"El poeta más joven de Chile
está
cumpliendo cien años en estos momentos.
Abran quincha, abran cancha,
a su salud, una caña de vino Santa Rita
para iniciar las festividades,
a ver si se nos ocurre algo que valga
medianamente la pena
ante su tumba abierta de par en par. En serio
que me trague la tierra si miento.
Dicho sea de paso, le deseamos una larga vida,
¡salud!"
Don Nica escribió este salud en homenaje
al centenario del nacimiento de Vicente Huidobro, un 3 de septiembre de 1993. Un
salú socarrón, irónico y negro, y al mismo tiempo sincero en su encomio al autor
de Altazor. Pues claro, ni se lo tragó la tierra, ni aún Piñera pudo matarlo,
aunque lo intentase. Su alusión “mala leche” al vino Santa Rita--guardado al
fondo de la caña como, al fondo de la tumba, el mar --me retrotrajo a un
aspecto de su poética que me gustaría comentar muy brevemente aquí.
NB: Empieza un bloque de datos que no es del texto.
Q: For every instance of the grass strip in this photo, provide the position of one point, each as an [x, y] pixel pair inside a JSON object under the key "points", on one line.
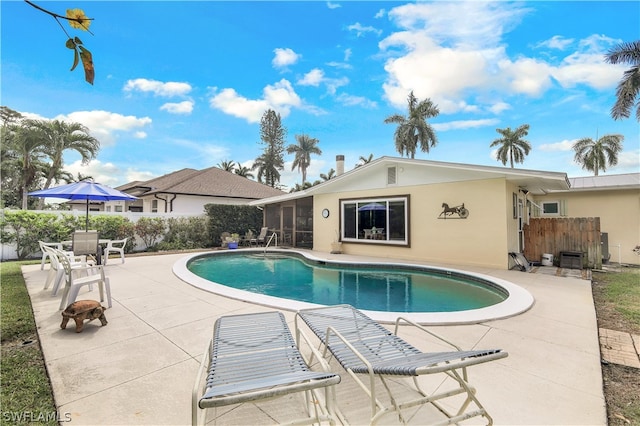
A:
{"points": [[26, 396], [624, 292]]}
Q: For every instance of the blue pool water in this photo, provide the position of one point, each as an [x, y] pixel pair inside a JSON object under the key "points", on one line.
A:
{"points": [[377, 288]]}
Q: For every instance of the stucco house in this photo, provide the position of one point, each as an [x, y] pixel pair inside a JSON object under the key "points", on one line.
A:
{"points": [[615, 199], [415, 209], [186, 192]]}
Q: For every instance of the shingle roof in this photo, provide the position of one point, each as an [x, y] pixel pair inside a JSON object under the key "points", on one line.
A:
{"points": [[212, 182]]}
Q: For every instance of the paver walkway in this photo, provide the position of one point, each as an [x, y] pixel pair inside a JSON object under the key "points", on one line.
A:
{"points": [[618, 347]]}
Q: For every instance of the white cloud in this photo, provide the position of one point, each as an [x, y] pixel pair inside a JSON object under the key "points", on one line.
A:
{"points": [[184, 107], [526, 75], [316, 77], [103, 124], [158, 88], [587, 68], [565, 145], [284, 57], [629, 160], [280, 97], [351, 100], [312, 78], [556, 42], [105, 173], [465, 124], [498, 107], [362, 30]]}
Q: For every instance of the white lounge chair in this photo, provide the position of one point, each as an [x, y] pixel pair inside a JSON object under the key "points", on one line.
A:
{"points": [[364, 347], [253, 357], [114, 246]]}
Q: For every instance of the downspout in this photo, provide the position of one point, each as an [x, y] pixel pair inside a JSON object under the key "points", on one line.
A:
{"points": [[171, 202]]}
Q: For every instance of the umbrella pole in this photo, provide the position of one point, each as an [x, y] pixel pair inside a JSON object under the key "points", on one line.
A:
{"points": [[86, 224]]}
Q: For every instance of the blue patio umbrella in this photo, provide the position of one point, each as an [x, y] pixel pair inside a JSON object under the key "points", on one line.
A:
{"points": [[85, 190]]}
Mucho se ha hablado de la obra de Parra
como un regreso del lenguaje poético al “habla del pueblo”. “Los poetas se
cayeron del Olimpo”, esto es, dejaron de lado sus pretensiones de enarbolar el
lenguaje elitista de los iluminados, y se pusieron a vomitar ingeniosos
coloquialismos al más puro estilo chilensis. La vuelta al habla convertiría a
la antipoesía en una suerte de regreso a los “orígenes”, y a don Nicanor en un nuevo cofrade del pueblo, un alegre recopilador de nuestros registros
y prácticas culturales, cuya poesía es vista como una vuelta al mensaje "fácil" y comprensible por (entre otros) aquellos que se definen como orgullosos "no lectores" de poesía y que por eso mismo adoran la "antipoesía". Este entronamiento de Parra por razones que, las más de las veces, no dejan de ser clichés, es llevado a cabo muchas veces por quienes no entienden algo básico: que la antipoesía es, evidentemente, una forma de poesía. En cambio, mucho menos se habla de la influencia de
la tradición poética inglesa (por sobretodo isabelina) en su obra: Parra,
que era un gran lector de Shakespeare y sus contemporáneos, está lejos de
renunciar a las posibilidades que aporta la tradición “poética culta”, y la antipoesía comprende estas posibilidades. Pienso, por
sobretodo, en un procedimiento concreto que, desde John Donne, pasa a formar
parte de la indiscutible tradición inglesa y que Parra, a todas luces, recoge: la etopeya (“ethopoeia”), que los
rétores clásicos e isabelinos definían como el ejercicio de elaborar un
discurso poniéndose “en la voz del otro”, considerando la situación hipotética en
la que este se encuentra, sus interlocutores, su carácter y sus pasiones. Dicho
recurso de “enmascaramiento” permite al poeta emular el discurso de diferentes
personajes que hablan con vividez, y con un estilo apropiado a ellos mismos. El habla
cotidiana en Parra, puesta en la voz de los personajes que circulan por su
obra, no es solo habla, es una “retórica del habla”, si entendemos “retórica”
como aquél tipo de discurso orientado estratégicamente a producir ciertos efectos en el receptor.
Con esto no pretendo ser peyorativa,
pues—dicho sea de paso—me encanta la retórica, y también me encanta Parra. Ni siquiera creo preciso a volver instalar preguntas obvias (¿quién habla cuando habla el
pueblo, quién habla sobre el regreso a los orígenes, o bien, quién habla cuando
se habla?) Más bien me pregunto por el virtuosismo que requieren los disfraces, más aún cuando son disfraces de palabras, y qué es lo que ocurre cuando la voz original se escucha bajo máscaras deficientes, terminando con la ilusión y descubriendo el engaño. Parra, por suerte, tiene el bastante talento como para mezclar tradiciones y registros, creando máscaras perfectas y aún irónicas, como un genio anónimo que se viste con la voz de unos pocos personajes, y no como unos pocos personajes que pretenden vestirse como anónimos.